Issue: 44
Authors: Judd Winick, Phil Hester, Ande Parks
Publisher: DC Comics
Price: $2.50
GREEN ARROW #44
By: Tony WhittReview Date: Tuesday, November 16, 2004
Recently, a reader wrote in to (quite erroneously) take Judd Winick to task for making HIV "a career obsession" and being "dictatorial" about forcing us to read about a comics character who has it. For one thing, Winick's hardly obsessed with the concept of HIV as another reader quickly wrote in to point out, the only other book Winick's ever done that treated with the subject this directly was his rightfully critically-acclaimed PEDRO AND ME way back when he began his career.
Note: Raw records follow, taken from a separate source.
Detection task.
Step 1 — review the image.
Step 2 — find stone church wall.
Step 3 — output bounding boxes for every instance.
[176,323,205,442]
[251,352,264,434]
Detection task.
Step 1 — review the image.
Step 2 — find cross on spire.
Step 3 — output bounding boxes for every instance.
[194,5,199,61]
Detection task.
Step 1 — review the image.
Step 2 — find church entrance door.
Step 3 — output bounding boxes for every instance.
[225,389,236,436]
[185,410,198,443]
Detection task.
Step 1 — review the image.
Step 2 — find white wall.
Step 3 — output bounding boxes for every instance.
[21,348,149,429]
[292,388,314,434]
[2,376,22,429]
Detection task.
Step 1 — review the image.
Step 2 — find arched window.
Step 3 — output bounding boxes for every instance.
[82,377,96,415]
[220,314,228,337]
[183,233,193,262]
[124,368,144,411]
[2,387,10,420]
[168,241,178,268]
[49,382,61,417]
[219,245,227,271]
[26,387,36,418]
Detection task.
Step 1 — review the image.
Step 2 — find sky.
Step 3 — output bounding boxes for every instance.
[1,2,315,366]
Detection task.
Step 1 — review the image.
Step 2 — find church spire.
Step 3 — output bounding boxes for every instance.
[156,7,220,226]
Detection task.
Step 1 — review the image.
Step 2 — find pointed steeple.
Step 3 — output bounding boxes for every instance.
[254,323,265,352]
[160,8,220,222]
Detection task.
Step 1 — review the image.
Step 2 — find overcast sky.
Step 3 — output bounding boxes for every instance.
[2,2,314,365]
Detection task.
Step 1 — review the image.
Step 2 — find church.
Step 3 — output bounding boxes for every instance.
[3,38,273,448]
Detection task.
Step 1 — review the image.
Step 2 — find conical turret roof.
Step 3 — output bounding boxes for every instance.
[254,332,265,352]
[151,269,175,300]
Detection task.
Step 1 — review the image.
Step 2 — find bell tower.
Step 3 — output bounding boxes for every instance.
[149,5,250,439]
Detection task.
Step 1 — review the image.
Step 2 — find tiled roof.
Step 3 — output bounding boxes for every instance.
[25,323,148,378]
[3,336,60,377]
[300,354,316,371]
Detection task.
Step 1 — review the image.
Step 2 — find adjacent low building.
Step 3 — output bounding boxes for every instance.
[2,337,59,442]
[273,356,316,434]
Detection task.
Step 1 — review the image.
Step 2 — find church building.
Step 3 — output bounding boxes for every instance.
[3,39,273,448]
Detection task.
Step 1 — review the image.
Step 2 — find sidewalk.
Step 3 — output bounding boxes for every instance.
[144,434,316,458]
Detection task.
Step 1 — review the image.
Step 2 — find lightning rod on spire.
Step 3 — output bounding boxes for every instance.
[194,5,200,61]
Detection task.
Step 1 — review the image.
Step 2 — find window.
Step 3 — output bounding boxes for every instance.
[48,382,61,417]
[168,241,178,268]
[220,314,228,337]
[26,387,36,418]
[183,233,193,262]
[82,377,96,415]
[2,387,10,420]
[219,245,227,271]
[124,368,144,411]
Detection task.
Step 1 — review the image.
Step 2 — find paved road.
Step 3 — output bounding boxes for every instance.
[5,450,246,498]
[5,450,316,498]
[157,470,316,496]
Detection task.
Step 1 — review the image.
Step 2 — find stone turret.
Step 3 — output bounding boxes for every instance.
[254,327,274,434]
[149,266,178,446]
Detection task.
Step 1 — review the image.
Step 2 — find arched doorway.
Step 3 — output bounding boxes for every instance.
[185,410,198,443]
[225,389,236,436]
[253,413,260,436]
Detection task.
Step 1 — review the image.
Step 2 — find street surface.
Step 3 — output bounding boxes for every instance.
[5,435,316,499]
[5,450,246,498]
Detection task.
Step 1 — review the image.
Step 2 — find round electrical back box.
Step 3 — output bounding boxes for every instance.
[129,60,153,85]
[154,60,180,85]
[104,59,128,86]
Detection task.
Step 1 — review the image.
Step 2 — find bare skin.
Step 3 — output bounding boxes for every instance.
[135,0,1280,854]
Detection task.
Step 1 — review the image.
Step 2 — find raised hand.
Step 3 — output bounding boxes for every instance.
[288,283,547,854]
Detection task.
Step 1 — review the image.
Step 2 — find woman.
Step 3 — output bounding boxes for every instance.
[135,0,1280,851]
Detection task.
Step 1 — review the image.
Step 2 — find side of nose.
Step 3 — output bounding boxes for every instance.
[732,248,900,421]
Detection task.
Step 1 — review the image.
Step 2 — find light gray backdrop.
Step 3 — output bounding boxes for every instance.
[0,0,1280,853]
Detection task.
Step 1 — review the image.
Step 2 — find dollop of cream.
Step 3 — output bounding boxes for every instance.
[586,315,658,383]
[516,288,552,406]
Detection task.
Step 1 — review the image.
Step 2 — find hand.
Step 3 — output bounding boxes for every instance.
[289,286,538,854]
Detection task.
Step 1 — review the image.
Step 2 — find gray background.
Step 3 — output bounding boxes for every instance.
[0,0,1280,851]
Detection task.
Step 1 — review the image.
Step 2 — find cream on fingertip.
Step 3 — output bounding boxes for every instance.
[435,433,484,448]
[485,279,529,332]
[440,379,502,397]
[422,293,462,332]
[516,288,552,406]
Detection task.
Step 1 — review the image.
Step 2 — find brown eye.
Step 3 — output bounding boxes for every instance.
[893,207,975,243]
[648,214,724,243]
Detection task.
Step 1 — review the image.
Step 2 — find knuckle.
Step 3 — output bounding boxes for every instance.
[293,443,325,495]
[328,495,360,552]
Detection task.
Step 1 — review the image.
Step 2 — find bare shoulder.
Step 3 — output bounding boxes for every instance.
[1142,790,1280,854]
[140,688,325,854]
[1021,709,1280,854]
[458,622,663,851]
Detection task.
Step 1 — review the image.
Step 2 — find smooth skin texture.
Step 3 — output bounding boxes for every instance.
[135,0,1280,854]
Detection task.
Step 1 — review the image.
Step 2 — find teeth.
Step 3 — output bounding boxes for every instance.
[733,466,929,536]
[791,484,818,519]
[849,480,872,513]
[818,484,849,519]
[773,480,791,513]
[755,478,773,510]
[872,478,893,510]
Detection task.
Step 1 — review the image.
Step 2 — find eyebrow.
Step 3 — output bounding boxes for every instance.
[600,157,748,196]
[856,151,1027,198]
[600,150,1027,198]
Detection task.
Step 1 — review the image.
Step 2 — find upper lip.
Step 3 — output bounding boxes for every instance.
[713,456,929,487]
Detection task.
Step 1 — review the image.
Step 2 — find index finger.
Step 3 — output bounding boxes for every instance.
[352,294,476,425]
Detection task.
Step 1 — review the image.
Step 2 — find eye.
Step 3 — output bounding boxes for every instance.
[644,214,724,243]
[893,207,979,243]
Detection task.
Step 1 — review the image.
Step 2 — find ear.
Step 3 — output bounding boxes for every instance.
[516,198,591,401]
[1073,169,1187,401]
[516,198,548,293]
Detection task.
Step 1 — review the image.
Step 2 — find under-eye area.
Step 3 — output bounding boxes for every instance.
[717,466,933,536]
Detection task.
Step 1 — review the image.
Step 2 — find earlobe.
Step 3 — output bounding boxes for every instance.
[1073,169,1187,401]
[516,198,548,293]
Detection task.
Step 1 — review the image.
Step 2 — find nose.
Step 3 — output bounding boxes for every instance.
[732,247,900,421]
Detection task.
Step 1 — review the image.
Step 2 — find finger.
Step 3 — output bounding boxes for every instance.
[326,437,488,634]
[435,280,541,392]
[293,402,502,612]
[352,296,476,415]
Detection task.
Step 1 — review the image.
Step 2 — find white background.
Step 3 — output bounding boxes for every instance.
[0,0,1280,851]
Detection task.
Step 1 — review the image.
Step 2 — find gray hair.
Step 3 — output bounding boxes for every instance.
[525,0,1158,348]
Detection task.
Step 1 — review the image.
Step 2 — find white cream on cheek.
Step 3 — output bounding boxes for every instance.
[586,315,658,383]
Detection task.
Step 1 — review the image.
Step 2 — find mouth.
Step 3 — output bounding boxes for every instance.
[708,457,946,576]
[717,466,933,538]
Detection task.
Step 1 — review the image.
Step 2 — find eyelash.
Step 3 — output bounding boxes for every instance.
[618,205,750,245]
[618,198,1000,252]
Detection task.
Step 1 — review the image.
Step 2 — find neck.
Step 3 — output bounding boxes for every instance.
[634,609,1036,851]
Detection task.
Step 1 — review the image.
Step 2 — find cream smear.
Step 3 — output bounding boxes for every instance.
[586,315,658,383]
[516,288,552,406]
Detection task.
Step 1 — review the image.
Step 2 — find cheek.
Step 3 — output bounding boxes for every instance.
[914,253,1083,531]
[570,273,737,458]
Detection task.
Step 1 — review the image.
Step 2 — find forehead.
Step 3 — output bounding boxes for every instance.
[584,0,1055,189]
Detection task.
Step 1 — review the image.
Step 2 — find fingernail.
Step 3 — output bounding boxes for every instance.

And for another, if any writer can handle the subject with as much care and tastefulness as Winick does and wants to read about it, I'd say more power to him.
In fact, the only real flaw that I can find in this issue of GREEN ARROW is that it's almost too informative, too focused on the topic at hand, so much so that the scene in which Mia's doctor corrects Ollie when he asks if she's going on the drug cocktail (it's now called HAART, she tells him) feels almost didactic in tone. Thing is, it's also exactly the sort of conversation that one would have with one's doctor about the virus and its treatment, and that's exactly the sort of information that would come up at such a moment. The only thing that makes it sound so odd and "After-School Special"-ish is that we haven't seen this stuff all that often in mainstream comics and to quote that jailbird Martha Stewart, that's a good thing. That we're finally seeing it, I mean.
I also find that, even more than Kevin Smith's interpretation of the character, I like Winick's take on Ollie more than anyone else's. Ollie reacts the way we'd expect him to react: he retreats into gruff denial, in much the same way that Mia herself has. Additionally, Winick's handling of Mia is nothing short of amazing, and dead on true to life as someone who has had many friends who were HIV-positive or who feared they were, I can attest to the veracity of the whole "Who will love me now?" conversation that Mia has with Connor at the end of the issue. This is the way real people act when they're diagnosed, and if it takes a "career obsession" for someone like Winick to get these scenes so absolutely right, I'll clamor for more "obsessed" writers any day.
And there's something about Phil Hester and Ande Parks' artwork I had never, ever noticed before this issue: it reminds me of the best work one sees in indie comics. Even the cover looks more like something one would see from Oni Press or Slave Labor Graphics I had to do a literal double-take in the comics shop before I realized it was the latest issue of GREEN ARROW. I suspect that same cover will cause some casual readers to immediately avoid it a white cover with "h.i.v. positive" in red lowercase letters is likely to do that sort of thing but those same people will be doing themselves a disservice by not reading this issue...or, indeed, the series itself.